Tonawanda News

September 26, 2013

Former NT concert series nixed in Lockport

By Joe Olenick joe.olenick@tonawanda-news.com
The Tonawanda News

Tonawanda News — CITY OF LOCKPORT — The Labatt Canal Concert Series in Lockport — which has its origins as the Molson Canal Concert Series in North Tonawanda before moving east five years ago after a long-running feud between its promoter and city officials — is finished.

Lockport Mayor Michael W. Tucker said Wednesday the city cannot afford to fund the series any longer. The shows, free to concert-goers, cost Lockport taxpayers about $125,000 each year, an expense city officials said might be too great to justify in a tough financial environment. A termination letter is being sent to the concert series promoter.

“The concert series as we know it is over,” Tucker said. “But I think it has been a very good thing for our city overall.”

When shows were staged at Gateway Harbor Park in North Tonawanda, no public money was given to promoter Kathy Paradowski. Her sole revenue source was through concessions. After several dust-ups with city officials at the time, Lockport made Paradowski an offer to help underwrite the cost if she would agree to move the shows to that city’s recently revamped Ulrich City Centre downtown business complex.

Now, Tucker said, the expense is no longer feasible. 

The city is facing a tough budget situation, as the state comptroller this week called Lockport a city with “moderate fiscal stress.” Expected dates for a budget hearing and vote were pushed back this week to the end of October. Budget talk has included discussion of layoffs.

“You can’t have layoffs and concerts,” said Common Council President Anne McCaffrey.

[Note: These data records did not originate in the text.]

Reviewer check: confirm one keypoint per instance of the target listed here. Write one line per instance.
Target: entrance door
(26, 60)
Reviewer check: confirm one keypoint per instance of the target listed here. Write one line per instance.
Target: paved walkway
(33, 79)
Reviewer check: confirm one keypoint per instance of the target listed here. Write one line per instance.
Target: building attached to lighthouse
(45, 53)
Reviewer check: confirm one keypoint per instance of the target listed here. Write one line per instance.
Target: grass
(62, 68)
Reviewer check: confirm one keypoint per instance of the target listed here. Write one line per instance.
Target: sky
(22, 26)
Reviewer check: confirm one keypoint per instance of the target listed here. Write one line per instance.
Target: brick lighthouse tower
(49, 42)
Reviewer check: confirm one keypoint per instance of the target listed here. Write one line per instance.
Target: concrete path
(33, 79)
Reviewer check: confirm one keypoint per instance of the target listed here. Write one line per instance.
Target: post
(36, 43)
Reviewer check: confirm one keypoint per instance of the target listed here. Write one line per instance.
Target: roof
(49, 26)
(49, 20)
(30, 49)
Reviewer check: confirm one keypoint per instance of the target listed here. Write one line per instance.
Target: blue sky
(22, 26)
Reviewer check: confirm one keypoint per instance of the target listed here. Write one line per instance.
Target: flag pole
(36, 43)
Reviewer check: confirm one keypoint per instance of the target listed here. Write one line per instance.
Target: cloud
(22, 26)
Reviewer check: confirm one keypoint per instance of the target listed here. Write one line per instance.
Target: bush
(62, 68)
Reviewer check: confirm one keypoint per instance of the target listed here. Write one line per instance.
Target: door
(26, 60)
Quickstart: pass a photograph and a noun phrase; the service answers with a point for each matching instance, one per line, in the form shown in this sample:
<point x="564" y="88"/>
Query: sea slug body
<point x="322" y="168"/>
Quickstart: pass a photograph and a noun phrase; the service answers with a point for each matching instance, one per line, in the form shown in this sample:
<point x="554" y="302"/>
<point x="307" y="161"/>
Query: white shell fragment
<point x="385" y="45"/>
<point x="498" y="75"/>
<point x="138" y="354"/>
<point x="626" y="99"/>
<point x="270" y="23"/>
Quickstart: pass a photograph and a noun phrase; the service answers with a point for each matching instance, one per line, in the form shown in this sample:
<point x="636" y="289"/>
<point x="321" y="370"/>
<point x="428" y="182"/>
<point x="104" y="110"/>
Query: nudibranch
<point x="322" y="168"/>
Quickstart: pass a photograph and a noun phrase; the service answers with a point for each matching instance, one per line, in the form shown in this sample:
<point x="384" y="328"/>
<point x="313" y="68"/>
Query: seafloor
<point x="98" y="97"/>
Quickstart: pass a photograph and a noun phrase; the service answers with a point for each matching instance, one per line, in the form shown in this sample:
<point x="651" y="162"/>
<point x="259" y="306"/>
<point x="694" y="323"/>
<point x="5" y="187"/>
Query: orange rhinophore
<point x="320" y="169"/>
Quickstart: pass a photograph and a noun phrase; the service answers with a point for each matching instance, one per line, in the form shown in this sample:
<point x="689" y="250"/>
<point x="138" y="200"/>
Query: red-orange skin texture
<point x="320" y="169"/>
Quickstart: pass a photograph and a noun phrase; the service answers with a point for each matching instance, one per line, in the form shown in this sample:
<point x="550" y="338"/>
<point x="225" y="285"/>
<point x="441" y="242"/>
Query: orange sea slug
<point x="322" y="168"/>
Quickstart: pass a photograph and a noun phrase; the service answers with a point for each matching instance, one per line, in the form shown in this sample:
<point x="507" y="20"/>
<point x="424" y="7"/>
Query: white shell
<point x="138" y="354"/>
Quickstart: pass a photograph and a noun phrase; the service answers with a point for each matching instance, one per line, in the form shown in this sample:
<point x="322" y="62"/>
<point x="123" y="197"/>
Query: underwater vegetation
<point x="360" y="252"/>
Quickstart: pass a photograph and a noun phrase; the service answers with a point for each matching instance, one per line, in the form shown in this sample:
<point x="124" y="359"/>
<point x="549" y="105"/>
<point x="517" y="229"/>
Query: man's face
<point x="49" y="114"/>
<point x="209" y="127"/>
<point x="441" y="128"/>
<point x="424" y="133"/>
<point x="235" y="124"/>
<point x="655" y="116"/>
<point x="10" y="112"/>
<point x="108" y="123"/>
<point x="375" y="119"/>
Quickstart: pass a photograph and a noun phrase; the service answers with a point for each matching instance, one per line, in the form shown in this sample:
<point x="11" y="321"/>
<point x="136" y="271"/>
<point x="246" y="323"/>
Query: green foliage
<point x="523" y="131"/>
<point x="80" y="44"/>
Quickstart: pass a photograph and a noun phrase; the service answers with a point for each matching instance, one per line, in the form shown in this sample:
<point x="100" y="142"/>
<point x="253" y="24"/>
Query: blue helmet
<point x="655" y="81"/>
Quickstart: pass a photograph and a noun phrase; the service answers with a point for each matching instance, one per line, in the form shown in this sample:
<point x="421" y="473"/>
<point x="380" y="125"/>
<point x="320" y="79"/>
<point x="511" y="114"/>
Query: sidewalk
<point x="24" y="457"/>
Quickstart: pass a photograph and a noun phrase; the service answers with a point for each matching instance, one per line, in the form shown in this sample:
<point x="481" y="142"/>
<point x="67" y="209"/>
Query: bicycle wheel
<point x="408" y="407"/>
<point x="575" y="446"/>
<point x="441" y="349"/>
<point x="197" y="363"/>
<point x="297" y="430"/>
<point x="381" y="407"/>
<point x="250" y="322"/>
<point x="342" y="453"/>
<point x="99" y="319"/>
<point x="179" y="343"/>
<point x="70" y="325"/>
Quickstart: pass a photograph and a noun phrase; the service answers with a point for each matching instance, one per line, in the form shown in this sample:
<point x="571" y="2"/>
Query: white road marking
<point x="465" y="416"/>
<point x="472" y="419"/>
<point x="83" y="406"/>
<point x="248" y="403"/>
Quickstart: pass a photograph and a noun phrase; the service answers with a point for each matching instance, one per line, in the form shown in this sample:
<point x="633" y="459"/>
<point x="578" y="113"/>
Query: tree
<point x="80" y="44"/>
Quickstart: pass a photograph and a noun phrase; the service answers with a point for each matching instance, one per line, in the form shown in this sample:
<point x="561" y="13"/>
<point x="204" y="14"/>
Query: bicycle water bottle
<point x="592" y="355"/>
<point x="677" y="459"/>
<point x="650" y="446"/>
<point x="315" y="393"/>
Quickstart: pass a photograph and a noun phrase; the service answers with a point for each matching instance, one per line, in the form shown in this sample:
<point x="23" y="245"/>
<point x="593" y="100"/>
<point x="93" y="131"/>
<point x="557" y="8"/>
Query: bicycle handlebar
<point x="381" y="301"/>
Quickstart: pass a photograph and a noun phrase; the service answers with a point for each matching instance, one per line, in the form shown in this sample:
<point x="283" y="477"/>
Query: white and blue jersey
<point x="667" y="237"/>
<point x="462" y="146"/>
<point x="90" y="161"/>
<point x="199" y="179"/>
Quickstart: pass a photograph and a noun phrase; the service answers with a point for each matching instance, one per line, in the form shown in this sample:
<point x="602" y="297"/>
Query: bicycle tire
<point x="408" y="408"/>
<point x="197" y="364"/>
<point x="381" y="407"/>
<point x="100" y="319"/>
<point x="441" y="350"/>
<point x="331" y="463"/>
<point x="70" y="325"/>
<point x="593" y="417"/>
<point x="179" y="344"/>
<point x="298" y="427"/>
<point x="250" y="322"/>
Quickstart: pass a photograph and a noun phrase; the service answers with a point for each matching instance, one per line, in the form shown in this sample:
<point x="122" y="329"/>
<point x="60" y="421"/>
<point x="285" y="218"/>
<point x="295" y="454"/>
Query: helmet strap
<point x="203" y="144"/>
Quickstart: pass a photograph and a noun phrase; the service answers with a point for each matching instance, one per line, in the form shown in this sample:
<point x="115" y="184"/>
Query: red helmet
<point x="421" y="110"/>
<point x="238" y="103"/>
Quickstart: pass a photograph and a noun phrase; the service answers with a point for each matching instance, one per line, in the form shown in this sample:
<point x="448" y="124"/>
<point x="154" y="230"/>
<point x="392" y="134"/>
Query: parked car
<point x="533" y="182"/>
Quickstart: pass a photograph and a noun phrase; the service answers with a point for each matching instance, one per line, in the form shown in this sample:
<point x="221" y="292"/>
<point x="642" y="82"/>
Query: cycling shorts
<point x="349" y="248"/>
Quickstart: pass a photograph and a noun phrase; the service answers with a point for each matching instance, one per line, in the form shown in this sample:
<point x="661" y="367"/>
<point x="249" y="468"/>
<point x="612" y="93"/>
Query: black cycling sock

The concert series moved to Lockport in 2008, bringing a show each Friday night for about eight to nine weeks each summer. However, with the city dealing with a host of financial challenges, the cost of the series has been a topic of budget conservation for the past few years.

This year’s series, moved from the Ulrich City Centre to a municipal parking lot on Chestnut Street, was plagued from the start as the first show was canceled in light of the citywide flooding that occurred in June. Another show was cut short because of rain, although a last-minute show was booked to help salvage the season.

While Lockport’s series has struggled, Paradowski has marked a return of sorts to the Lumber City, staging a handful of concerts featuring national acts on Sunday afternoons at Gratwick Riverside Park the last two summers. City officials have said they’re open to expanding the number of shows though no official offers have been made.

It’s unclear what, if any, impact the Lockport cancelation could have on Paradowski’s plans for next summer in NT.

Tucker said the city is looking into providing an alternative. A series of free concert shows that would not cost the city anything. The mayor said he was in talks with an individual “who feels he can put on a concert series at no cost to the city.”

“That could happen,” Tucker said. “He knows what he’s doing.”

Tucker declined to give details, but said he felt the series could have the same caliber as the Canal Concert Series.